Some days ago, I found a footnote in a book on Ancient Egypt. It read: curious! and referred to a pencil-underlined sentence in the book: The name uttered remains alive. At first, I associated this sentence with a poetic image—and then to the occult, to the relationships between the living and the dead, and to the fact that we remain alive for as long as our name keeps being uttered, or until we are no longer remembered. Like in all the fortunate encounters with the books which we have read, or at least leafed through, and which reappear at the most convenient times, words and notes in the margins trigger chain reactions, words with movement, depictions, idioms, and about-turns—the main characters in this narrative that follows the writing from one page to the other, and from one drawing to the other.
The granary, up in Minho, was the meeting place. I was eager for the great illusionist's fables, he who cries and laughs at once. He knows all the tricks, from the simplest to the most sophisticated. A sudden flame; misfortunes which never come alone. I remain still, knowing not where I stand nor what is happening around me. The rules change every second, a washerwoman with a living doll by her side warns. But what is happening? Either a spare drop, or a dangerous lunatic.
And the devil and the statue on the plain with the craters and the volcanic eruptions would appear too. It was a terrible night on the road, when I came across a mad alchemist who told the story of the fly and the dragon, and of the man with the rubber head. Said fly got into his eye and moved about extraordinarily, like us going to the mountain without expecting it to come to us.
Unexpectedly, the devil and the statue jumped onto the man with the rubber head, in a deed of impossible balance. Such deed was joined by the fakir who dreamt of becoming an astronaut and going to the moon. He said to me: don't move, otherwise you'll go under the ground and sail around the island, in the company of the man with the rubber head—or worse… What's worse than that? I asked. You'll witness both the transformation of the mouse and the war dance in preparation of the trip to the moon, with the man with the rubber head, the man with the wheels on his head, and lady shadow.

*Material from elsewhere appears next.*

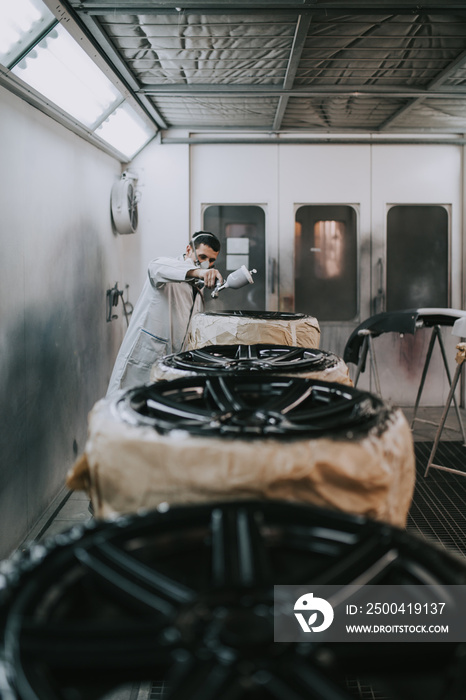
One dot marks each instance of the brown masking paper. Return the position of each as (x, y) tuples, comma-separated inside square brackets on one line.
[(130, 469), (243, 330)]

I thought it is no use running; one must leave at once… In a sad awakening, I opened my eyes, noticing the windmill, the lady who disappeared, two blind men, the confetti battle, the burning castle, the triple lady, the mysterious knight, the devil in the convent, and the hallucinations of Baron Munchausen all sinking into the deep sea. But I just wanted to water these flowers.
I was told that I had had pharmacological hallucinations, that I needed not to panic and worry more than the usual, by associating giant seafood and octopi with the balloon car. In a hurry for buffoonery, I felt my curiosity was being punished, and I heard the cacophony, in chorus, echoing through the valleys: punished curiosity! If I were queen, the dream of an opium demon would be three feet under, in an amazing earthquake, triggered by the girl in shadow carrying a gun. What is this? Catastrophe, a wonderful league, or the end?
Note: Short story based on the drawings in Susanne Themlitz's book Ambivalências preguiçosas (1997, 1998, 1999). Set of 104 mixed-media drawings: pencil, watercolour, Indian ink, on various types of paper, bound as a book, 30,5 x 22 x 2,8 cm. Property of Colecção Caixa Geral de Depósitos.